Some legal analysts and privacy advocates suggested that the disclosure of the FBI's collection of community-of-interest records - extending the link even further beyond an actual suspect in a terrorism investigation - offered another example of the bureau's exceeding the substantial powers already granted it by Congress.

"This whole concept of tracking someone's community of interest is not part of any established FBI authority," said Marcia Hofmann, a lawyer for the Electronic Frontier Foundation, which provided the records from its lawsuit. "It's being defined by the FBI. And when it's left up to the FBI to decide what information is relevant to their investigations, they can vacuum up almost anything they want"

Matt Blaze, a professor of computer and information science at the University of Pennsylvania and a former researcher for AT&T, said the telecommunications companies could have easily provided the FBI with the type of network analysis data it was seeking because they themselves had developed it over many years.

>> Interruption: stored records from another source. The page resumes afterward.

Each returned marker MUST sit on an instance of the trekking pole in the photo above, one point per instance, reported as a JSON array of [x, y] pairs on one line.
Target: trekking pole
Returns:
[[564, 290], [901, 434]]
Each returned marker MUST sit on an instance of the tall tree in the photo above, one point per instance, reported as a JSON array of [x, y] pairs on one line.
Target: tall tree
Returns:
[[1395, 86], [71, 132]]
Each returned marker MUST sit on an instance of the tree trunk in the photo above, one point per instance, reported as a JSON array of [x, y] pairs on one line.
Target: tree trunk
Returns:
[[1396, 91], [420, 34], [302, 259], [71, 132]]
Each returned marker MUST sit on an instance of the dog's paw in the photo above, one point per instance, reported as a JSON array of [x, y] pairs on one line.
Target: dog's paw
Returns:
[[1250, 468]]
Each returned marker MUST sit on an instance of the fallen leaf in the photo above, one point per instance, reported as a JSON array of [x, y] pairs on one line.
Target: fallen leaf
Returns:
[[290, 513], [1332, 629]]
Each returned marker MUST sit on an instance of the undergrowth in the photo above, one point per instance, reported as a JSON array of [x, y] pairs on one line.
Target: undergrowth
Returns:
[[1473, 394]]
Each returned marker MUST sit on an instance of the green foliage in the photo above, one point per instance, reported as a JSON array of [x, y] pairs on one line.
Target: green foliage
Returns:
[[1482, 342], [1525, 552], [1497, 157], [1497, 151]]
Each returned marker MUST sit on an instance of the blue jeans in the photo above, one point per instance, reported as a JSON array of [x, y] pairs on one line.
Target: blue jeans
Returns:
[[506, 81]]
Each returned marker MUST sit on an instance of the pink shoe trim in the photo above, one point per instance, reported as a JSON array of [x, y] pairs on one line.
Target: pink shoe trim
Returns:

"This sort of analysis of calling patterns and who the communities of interests are is the sort of things telephone companies are doing anyway because it's central to their businesses for marketing or optimizing the network or detecting fraud," said Blaze, who has worked with the FBI on technology issues.

Such "analysis is extremely powerful and very revealing because you get these linkages between people that wouldn't be otherwise clear, sometimes even more important than the content itself" of phone calls and e-mail messages, he said. "But it's also very invasive. There's always going to be a certain amount of noise," with data collected on people who have no real links to suspicious activity, he said.

Officials at other U.S. intelligence agencies, like the National Security Agency and the Central Intelligence Agency, have explored using link analysis to trace patterns of communications sometimes two, three or four people removed from the original targets, according to current and former intelligence officials. But critics assert that the further the links are taken, the less valuable the information proves to be.

Some privacy advocates said they were troubled by what they saw as the FBI's overreliance on technology at the expense of traditional investigative techniques that rely on clearer evidence of wrongdoing.

"Getting a computer to spit out a hundred names doesn't have any meaning if you don't know what you're looking for," said Michael German, a former FBI agent who is now a lawyer for the American Civil Liberties Union . "If they're telling the telephone company, 'You do the investigation and tell us what you find,' the relevance to the investigation is being determined by someone outside the FBI."